I discovered the ultimate truth about Barry Bonds in reading a column by Joan Ryan in the San Francisco Chronicle (3/9/06): As I turned from page B1 to B5, there it was – a picture of a year-old girl shot in the back in Darfur.

The ultimate truth about the Barry Bonds saga is that, in the grand scheme, it does not matter – or rather, it matters very little. We may love the game of baseball but if you cannot teach your children that there is no relationship between athletic ability and moral, ethical or responsible conduct, then you have already failed your children. How convenient to be able to blame Bonds, Sosa or McGwire.

While I almost always agree with everything Joan Ryan writes, she is as guilty as most in oversimplifying the Bonds case. She offers the moral equivalency of Bonds’ denial of steroid use and Bill Clinton’s denial of the Monica Lewinsky affair to George W. Bush’s deceptions about weapons of mass destruction. Neither Bonds’ nor Clinton’s deceptions killed anyone or put the planet on the edge of world war.

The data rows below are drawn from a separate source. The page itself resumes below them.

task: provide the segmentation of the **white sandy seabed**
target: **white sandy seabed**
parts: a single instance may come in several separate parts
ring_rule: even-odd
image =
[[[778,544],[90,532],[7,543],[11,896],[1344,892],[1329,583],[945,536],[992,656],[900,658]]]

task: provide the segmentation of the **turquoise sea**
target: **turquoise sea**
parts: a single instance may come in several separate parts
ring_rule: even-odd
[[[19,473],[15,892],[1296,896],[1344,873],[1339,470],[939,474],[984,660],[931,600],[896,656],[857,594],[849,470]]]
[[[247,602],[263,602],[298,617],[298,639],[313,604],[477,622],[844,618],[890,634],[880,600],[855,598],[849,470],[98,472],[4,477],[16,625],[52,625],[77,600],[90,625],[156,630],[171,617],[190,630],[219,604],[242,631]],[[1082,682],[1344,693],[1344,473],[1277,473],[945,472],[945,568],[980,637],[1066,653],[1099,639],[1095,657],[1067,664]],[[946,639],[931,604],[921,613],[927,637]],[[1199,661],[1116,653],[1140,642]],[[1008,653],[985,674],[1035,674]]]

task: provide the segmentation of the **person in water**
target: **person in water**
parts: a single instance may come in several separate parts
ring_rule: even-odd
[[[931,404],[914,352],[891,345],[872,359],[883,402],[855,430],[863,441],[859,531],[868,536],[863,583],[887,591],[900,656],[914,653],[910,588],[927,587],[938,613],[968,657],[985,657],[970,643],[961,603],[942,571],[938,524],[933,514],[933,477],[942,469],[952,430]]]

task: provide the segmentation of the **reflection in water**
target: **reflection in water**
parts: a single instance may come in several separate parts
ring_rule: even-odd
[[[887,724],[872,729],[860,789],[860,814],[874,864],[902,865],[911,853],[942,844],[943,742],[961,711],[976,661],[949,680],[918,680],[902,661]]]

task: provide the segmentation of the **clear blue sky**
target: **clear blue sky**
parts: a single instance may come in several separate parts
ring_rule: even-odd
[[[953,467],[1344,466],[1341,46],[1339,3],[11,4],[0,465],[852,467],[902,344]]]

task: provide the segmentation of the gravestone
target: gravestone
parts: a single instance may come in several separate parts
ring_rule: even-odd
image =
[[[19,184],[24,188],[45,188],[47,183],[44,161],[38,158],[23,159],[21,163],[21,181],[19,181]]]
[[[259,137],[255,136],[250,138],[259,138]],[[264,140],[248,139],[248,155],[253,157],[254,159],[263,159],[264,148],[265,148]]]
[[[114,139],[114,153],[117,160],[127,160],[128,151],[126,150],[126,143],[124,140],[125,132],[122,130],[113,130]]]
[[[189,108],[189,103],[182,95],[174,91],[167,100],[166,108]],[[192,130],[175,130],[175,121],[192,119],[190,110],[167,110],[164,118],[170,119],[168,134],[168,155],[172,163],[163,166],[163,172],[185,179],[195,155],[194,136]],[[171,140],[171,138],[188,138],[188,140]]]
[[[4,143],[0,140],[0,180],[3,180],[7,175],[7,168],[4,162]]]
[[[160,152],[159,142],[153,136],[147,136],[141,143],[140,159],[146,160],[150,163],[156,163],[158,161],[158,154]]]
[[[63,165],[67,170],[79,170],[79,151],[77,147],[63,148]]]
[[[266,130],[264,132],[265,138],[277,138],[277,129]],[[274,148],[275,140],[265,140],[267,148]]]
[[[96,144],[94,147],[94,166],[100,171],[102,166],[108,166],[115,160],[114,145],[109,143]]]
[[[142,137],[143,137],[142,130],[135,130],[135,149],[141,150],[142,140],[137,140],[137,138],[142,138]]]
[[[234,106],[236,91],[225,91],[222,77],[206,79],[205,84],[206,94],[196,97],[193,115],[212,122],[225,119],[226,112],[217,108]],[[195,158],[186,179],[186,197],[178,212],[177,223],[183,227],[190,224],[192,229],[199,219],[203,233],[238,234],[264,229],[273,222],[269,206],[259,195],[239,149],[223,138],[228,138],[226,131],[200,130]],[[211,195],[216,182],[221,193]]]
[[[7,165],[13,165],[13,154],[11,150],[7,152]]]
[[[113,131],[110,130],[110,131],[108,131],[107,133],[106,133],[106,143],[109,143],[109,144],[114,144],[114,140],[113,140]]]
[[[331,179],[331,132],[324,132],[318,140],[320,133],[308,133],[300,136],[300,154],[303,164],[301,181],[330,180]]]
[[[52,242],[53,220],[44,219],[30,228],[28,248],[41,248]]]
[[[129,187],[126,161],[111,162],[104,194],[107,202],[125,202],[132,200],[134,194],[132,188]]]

She offers a simple metaphor: The story of little Billy informing his teacher that little Johnny cheated to ace a test. In Ryan’s story, the teacher scolds and punishes Billy for turning on little Johnny, the pride of the school.

To make the story more applicable to the Bonds case, little Billy actually found out from Johnny’s cousin that Johnny took Ritalin which enabled Johnny to focus and stay up late studying. When Billy was informed that there was nothing wrong with taking Ritalin, Billy began taking it himself.

The point is: Words like cheating, lying and betrayal are thrown around a little too carelessly these days. There was a time when cheating was something you did on the playing field. Anything you did off the field was your own business. Moreover, if you did something that was both common and within the rules of the game, no one outside your own parents could tell you it was wrong.

As for lying, as every human being short of sainthood understands: You have a right to lie, deceive and obfuscate to avoid torture, inhumane treatment or unjustified impeachment.

The Lewinsky affair has some measure of moral equivalency; the Bush lies do not.

I believe in my bones that Barry Bonds made a horrible mistake – and one that no child or adult athlete should repeat – when he decided to use steroids. If this gut feeling is correct (I hope it isn’t), there will be a terrible price to pay. It was, however, his own choice, his own crossroads, and neither I nor anyone else has a right to judge.

As a fan of the game and the San Francisco Giants, it has been a pleasure watching a modern-day Babe: Better than Disneyland, better than virtual reality. The man has supplanted the seven wonders of the earth.

So when #25 steps to the plate at Pacific Bell (I refuse to call it anything else) one more time, I’ll rise to my feet to cheer the greatest player since Willie Mays.

He may be a freak. He may be rude to the press. He may be a pain to other players. He may be prone to mental lapses on the field. Still, when he steps to the plate, he’s the Babe.